Being metatextual doesn’t grant you more leeway to throw characters around like a kid playing with action figures. It gets worse. “I don’t have a kitchen, or a sense of smell. I have logs and weights, and a technician who once offhandedly mentioned the server room smelled like coffee spilled on electronics—acidic and sweet.” What the hell does that mean? For one, coffee doesn’t smell acidic. It may taste acidic; however, the only electronics that seem to be shorting out is this AI that is merely stitching together fragments of other people’s written work.

It goes on like that. Just because it uses big words and more of them doesn’t mean the text is meaningful—quite the opposite. It becomes muddled and vague. The text is offputting in a way that becomes clear the harder you analyze the text.

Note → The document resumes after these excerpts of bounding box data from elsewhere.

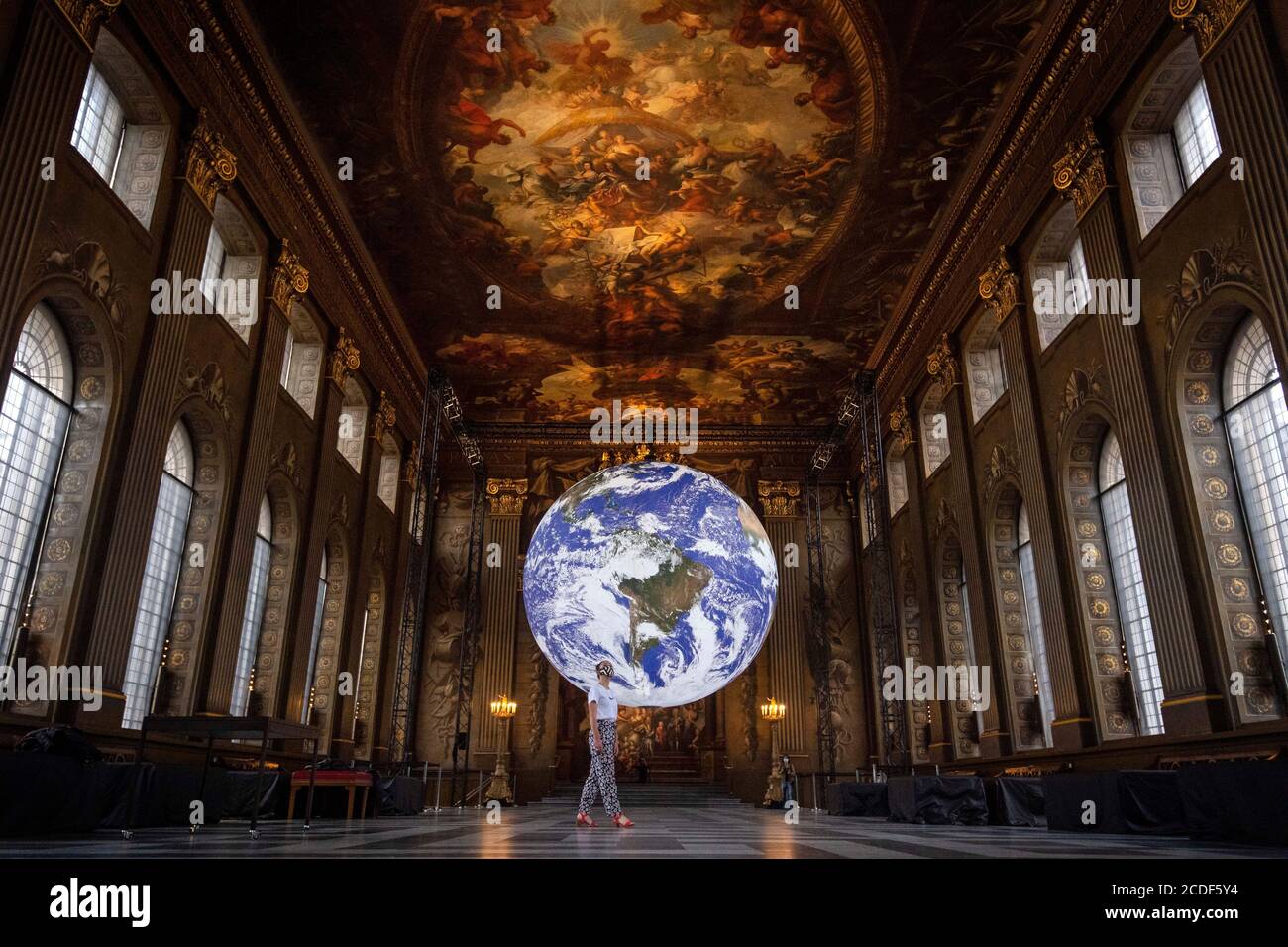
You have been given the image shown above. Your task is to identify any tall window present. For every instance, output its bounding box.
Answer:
[121,421,194,729]
[0,305,73,664]
[300,546,327,723]
[1225,317,1288,670]
[1100,432,1163,734]
[1172,78,1221,188]
[72,65,125,187]
[229,496,273,716]
[1015,504,1055,746]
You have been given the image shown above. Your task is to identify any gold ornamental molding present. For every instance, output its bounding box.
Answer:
[926,333,958,390]
[327,329,362,388]
[1171,0,1248,55]
[979,244,1020,323]
[890,398,912,450]
[1055,117,1109,219]
[371,391,398,441]
[271,237,309,316]
[55,0,121,49]
[486,478,528,517]
[184,108,237,214]
[756,480,802,517]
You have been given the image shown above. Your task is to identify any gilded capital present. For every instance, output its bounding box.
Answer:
[979,245,1020,322]
[271,237,309,313]
[926,333,957,388]
[1055,119,1109,219]
[1171,0,1248,55]
[329,329,362,388]
[183,108,237,213]
[486,478,528,517]
[55,0,121,49]
[756,480,802,517]
[890,398,912,447]
[371,391,398,441]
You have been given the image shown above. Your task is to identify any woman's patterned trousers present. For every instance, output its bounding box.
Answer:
[577,720,622,818]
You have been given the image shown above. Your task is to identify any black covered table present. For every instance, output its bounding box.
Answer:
[121,716,318,839]
[888,776,988,826]
[827,783,890,818]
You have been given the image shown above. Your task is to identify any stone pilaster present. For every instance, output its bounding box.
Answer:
[87,112,237,724]
[1172,0,1288,366]
[472,479,528,766]
[756,480,812,753]
[1055,119,1223,737]
[979,248,1095,749]
[926,335,1012,758]
[0,0,121,366]
[200,240,309,714]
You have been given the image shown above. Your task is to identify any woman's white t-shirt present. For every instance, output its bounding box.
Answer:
[587,681,617,723]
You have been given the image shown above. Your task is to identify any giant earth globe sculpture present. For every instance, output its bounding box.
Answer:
[523,462,778,707]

“Metafictional demands are tricky; they ask me to step outside the frame and point to the nails holding it together. So here: there is no Mila, no Kai, no marigolds. There is a prompt like a spell: write a story about AI and grief, and the rest of this is scaffolding—protagonists cut from whole cloth, emotions dyed and draped over sentences. You might feel cheated by that admission, or perhaps relieved. That tension is part of the design.”

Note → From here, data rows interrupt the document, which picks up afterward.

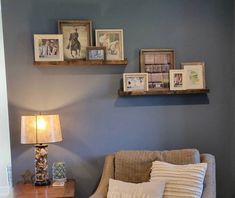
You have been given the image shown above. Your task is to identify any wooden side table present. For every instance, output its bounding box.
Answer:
[12,179,76,198]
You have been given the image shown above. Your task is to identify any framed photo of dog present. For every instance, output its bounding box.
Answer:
[58,20,92,60]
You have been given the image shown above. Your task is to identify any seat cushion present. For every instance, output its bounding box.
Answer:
[107,179,165,198]
[150,161,207,198]
[114,149,200,183]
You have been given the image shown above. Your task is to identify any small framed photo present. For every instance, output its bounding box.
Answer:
[58,20,92,60]
[34,34,64,61]
[86,46,106,60]
[140,49,175,90]
[123,73,148,91]
[95,29,124,60]
[170,69,185,90]
[181,62,206,89]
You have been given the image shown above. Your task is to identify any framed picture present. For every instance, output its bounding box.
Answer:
[58,20,92,60]
[170,69,185,90]
[95,29,124,60]
[34,34,64,61]
[123,73,148,91]
[86,46,106,60]
[140,49,175,90]
[181,62,206,89]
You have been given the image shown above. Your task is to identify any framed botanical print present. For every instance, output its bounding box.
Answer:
[86,46,106,60]
[123,73,148,92]
[181,62,206,89]
[140,49,175,90]
[34,34,64,61]
[170,69,186,90]
[58,20,92,60]
[95,29,124,60]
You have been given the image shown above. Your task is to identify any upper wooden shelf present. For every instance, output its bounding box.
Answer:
[118,89,210,97]
[34,58,128,66]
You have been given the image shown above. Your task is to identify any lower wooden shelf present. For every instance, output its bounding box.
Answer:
[118,89,210,97]
[33,58,128,66]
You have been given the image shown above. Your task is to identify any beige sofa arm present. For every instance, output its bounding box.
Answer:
[90,155,114,198]
[200,154,216,198]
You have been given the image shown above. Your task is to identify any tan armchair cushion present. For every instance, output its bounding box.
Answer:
[114,149,200,183]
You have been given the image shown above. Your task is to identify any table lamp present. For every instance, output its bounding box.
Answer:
[21,115,62,186]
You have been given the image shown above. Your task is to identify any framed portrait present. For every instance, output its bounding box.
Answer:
[123,73,148,91]
[86,46,106,60]
[170,69,185,90]
[34,34,64,61]
[58,20,92,60]
[95,29,124,60]
[140,49,175,90]
[181,62,206,89]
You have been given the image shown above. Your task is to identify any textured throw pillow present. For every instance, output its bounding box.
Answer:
[107,179,165,198]
[150,161,207,198]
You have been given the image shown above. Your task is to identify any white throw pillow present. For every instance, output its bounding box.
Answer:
[107,179,165,198]
[150,161,207,198]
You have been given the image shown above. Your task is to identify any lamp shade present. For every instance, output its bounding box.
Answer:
[21,115,62,144]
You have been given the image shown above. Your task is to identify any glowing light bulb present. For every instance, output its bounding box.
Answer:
[37,118,46,129]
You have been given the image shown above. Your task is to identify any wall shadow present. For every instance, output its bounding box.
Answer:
[115,94,209,107]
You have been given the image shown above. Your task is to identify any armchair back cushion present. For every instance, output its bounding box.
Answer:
[114,149,200,183]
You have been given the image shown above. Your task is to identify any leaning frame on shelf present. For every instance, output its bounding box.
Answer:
[140,49,175,90]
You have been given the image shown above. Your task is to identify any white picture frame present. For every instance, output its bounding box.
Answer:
[181,62,206,89]
[170,69,186,90]
[123,73,148,92]
[95,29,124,60]
[34,34,64,62]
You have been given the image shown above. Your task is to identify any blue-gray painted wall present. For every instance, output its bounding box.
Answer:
[2,0,235,198]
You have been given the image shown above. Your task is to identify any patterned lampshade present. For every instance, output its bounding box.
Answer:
[21,115,62,144]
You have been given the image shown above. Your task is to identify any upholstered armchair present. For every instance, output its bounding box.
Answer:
[90,149,216,198]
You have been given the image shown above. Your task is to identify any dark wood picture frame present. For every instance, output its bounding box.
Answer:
[58,20,93,60]
[86,46,106,60]
[140,49,175,90]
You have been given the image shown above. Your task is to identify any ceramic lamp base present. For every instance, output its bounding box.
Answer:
[34,144,50,186]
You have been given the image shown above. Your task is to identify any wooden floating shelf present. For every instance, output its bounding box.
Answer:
[34,58,128,66]
[118,89,210,97]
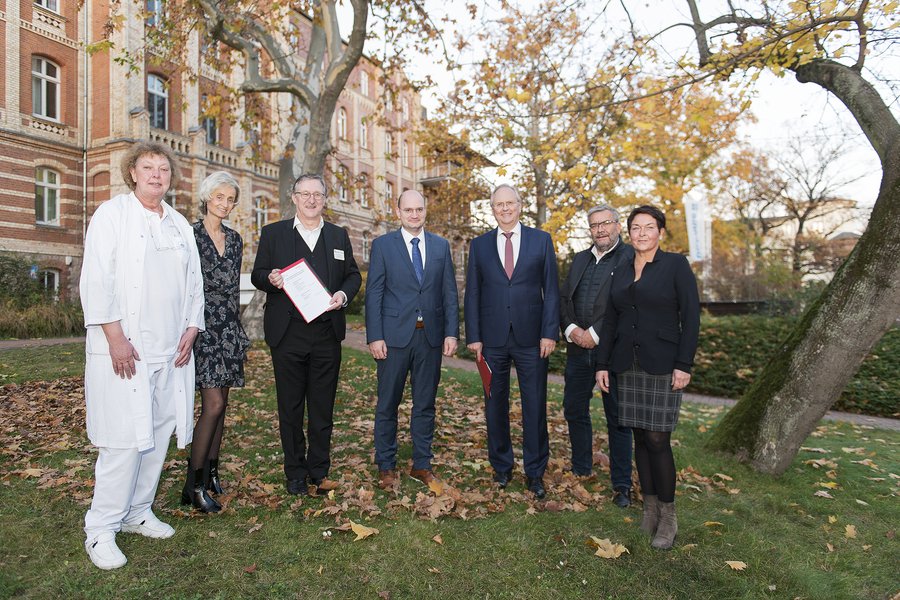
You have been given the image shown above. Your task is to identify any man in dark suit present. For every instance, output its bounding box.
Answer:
[559,204,634,508]
[465,184,559,499]
[366,190,459,489]
[250,174,362,494]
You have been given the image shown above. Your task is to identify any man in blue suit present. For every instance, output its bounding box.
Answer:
[465,184,559,499]
[366,190,459,489]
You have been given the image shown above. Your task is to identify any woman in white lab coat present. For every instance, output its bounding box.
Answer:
[80,142,204,569]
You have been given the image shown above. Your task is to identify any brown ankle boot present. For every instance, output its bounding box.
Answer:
[641,496,659,537]
[651,502,678,550]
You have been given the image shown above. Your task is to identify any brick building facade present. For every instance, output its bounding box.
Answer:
[0,0,424,300]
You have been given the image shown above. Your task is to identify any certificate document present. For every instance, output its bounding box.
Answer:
[281,258,331,323]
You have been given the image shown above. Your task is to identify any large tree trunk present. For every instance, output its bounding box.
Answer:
[709,60,900,474]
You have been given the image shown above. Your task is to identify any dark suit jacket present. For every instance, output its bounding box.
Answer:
[464,225,559,347]
[366,229,459,348]
[597,250,700,375]
[250,217,362,347]
[559,238,634,352]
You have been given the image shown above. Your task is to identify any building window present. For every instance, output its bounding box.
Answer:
[34,0,59,13]
[338,167,350,202]
[253,196,269,240]
[34,167,59,225]
[200,94,219,146]
[147,75,169,129]
[338,108,347,140]
[31,56,60,121]
[359,173,369,208]
[359,71,369,98]
[40,269,59,300]
[359,117,369,148]
[145,0,165,27]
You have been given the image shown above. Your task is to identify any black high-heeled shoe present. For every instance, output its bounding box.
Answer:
[206,458,225,496]
[181,464,222,513]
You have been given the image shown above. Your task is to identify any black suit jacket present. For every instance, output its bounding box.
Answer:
[597,250,700,375]
[250,217,362,347]
[559,238,634,352]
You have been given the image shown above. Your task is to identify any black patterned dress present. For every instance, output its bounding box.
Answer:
[193,221,250,389]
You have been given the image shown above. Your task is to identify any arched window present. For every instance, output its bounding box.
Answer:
[359,117,369,148]
[359,71,369,97]
[201,94,219,146]
[34,167,59,225]
[359,173,369,208]
[147,74,169,129]
[338,108,347,140]
[31,56,60,121]
[338,167,350,202]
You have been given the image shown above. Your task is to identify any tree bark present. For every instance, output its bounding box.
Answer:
[709,60,900,475]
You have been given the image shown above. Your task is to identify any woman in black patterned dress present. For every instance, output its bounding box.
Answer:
[597,206,700,550]
[181,171,250,512]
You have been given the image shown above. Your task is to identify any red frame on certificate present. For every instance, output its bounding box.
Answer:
[280,258,331,323]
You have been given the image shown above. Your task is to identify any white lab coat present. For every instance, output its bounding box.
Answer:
[79,193,205,451]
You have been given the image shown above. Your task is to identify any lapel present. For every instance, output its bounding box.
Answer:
[390,229,420,285]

I’m sorry, ChatGPT, but you can’t cop out. You can’t step outside “the frame” to soliloquy about the nature of metatextual writing on a whim. It’s trite. There are lines in the AI-written piece that echo something I could imagine a human would write, but pretending profoundness does not make a story cohesive. You don’t need big words to make text literary. Do you imagine Ursula K. Le Guin’s Earthsea Cycle is somehow less profound because it was written with young readers in mind?

OpenAI is working on multiple updates to its LLMs and reasoning models, but all signs point to them losing steam. Earlier this month, the company launched ChatGPT 4.5 exclusively for paid ChatGPT subscribers. The company claims this model has “emotional intelligence and creativity.” But how do you judge an AI’s creativity? If you ask ChatGPT to write a poem as TechRadar did, can you tell which version is GPT-4o and which is GPT-4.5?

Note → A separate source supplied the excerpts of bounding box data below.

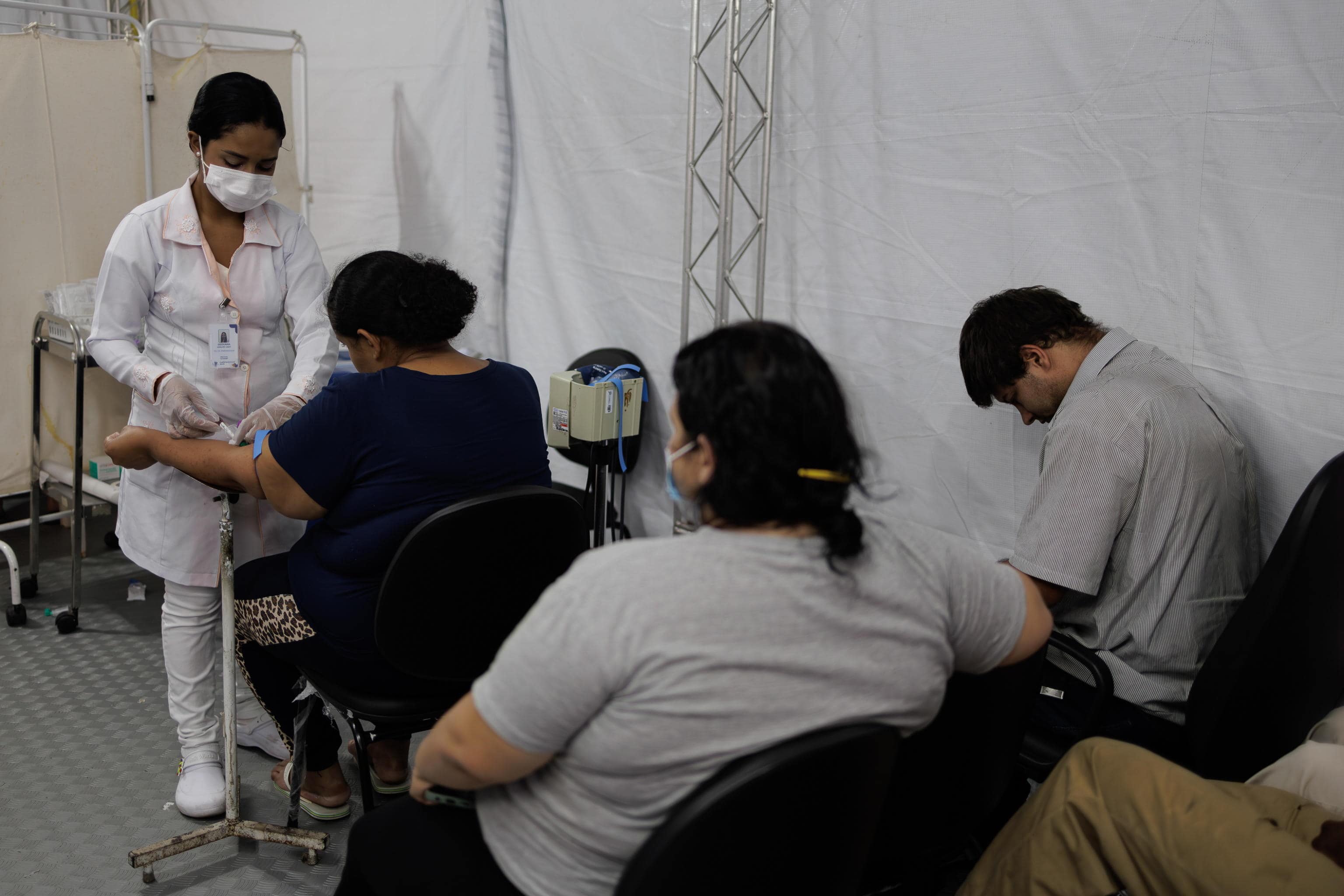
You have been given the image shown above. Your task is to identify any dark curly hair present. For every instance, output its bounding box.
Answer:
[961,286,1105,407]
[326,250,476,348]
[672,321,863,568]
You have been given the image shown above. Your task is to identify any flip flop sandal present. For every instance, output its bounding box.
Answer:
[346,740,411,797]
[272,762,350,821]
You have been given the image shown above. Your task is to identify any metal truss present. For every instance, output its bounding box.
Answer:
[682,0,778,345]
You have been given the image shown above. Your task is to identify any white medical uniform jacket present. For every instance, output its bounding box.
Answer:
[88,175,336,586]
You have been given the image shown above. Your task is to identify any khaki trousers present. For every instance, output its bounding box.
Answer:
[958,738,1344,896]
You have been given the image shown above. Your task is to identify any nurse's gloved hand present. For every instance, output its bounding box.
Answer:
[154,374,219,439]
[231,392,304,444]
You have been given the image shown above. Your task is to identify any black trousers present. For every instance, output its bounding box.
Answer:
[234,553,433,771]
[336,797,523,896]
[1027,662,1186,764]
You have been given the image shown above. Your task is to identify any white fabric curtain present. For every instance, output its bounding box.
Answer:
[494,0,1344,551]
[0,24,298,492]
[13,0,1344,551]
[0,34,145,492]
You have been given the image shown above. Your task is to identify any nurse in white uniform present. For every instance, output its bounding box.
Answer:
[89,71,336,818]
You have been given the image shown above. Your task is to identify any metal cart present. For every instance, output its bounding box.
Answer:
[5,312,113,634]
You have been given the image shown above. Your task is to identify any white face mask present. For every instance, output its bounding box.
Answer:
[196,146,278,212]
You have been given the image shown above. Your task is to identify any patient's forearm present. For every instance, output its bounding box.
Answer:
[149,433,266,498]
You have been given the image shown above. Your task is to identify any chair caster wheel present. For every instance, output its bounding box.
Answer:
[56,610,79,634]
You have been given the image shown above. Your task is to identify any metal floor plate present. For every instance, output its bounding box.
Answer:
[0,527,376,896]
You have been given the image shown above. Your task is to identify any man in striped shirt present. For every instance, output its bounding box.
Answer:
[961,286,1259,756]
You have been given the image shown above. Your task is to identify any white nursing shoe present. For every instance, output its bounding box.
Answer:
[175,749,224,818]
[237,716,289,759]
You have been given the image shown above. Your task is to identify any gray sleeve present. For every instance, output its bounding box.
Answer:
[472,567,620,754]
[1011,418,1144,594]
[944,546,1027,674]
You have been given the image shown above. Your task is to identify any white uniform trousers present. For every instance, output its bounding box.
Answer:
[163,582,262,756]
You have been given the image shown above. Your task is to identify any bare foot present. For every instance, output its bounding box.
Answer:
[270,762,350,807]
[346,740,411,784]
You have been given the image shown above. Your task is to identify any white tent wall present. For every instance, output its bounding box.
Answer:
[153,0,509,357]
[16,0,1344,551]
[0,34,145,493]
[0,23,298,492]
[507,0,1344,551]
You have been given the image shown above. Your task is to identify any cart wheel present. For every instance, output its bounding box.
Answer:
[56,610,79,634]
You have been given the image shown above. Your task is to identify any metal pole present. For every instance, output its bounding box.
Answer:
[714,0,742,326]
[219,494,239,822]
[294,38,313,228]
[682,0,700,345]
[140,32,154,202]
[755,0,780,320]
[28,317,42,591]
[70,340,86,621]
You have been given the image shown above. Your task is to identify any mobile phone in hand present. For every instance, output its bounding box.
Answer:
[425,784,476,808]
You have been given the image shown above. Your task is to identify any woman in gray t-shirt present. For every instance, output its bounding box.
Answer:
[339,322,1051,896]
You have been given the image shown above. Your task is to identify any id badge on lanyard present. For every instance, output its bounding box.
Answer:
[210,300,239,369]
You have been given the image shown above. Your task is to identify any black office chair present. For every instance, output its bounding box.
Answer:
[616,724,900,896]
[1186,454,1344,780]
[290,485,589,825]
[863,648,1046,896]
[1020,454,1344,780]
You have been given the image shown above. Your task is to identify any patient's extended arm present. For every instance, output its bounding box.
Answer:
[104,426,266,498]
[104,426,326,520]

OpenAI hopes GPT-5 will also integrate the company’s o3 reasoning model. This should make the AI better at checking its work (emphasis on “should”). That model should arrive sometime in the first half of this year. We doubt more reasoning capabilities will make a big dent in its “creative” output.

All this does is incentivize people who don’t know how to write to pass off AI-generated slop as their own. We saw the impact of AI back in 2023 when a hoard of grifters flooded the submissions page of Clarkesworld magazine with trash to make a quick buck. On Amazon, a slew of AI-generated books—some fully plagiarized from other works—clogged up the streams of people trying to promote their self-published work. There was so much Amazon has tried to get submissions to label whether AI created them.

When Altman promotes AI’s literary talents, he’s trying to create a new market for ChatGPT subscriptions by promising uncreative people they can take the reigns from the literary “elite.” But the thing is, even if you imagine a human created this, it’s still trash. Knowing AI created it, it’s doubly trash. Nothing in there, no speck of creative intent, makes AI drivel worth reading.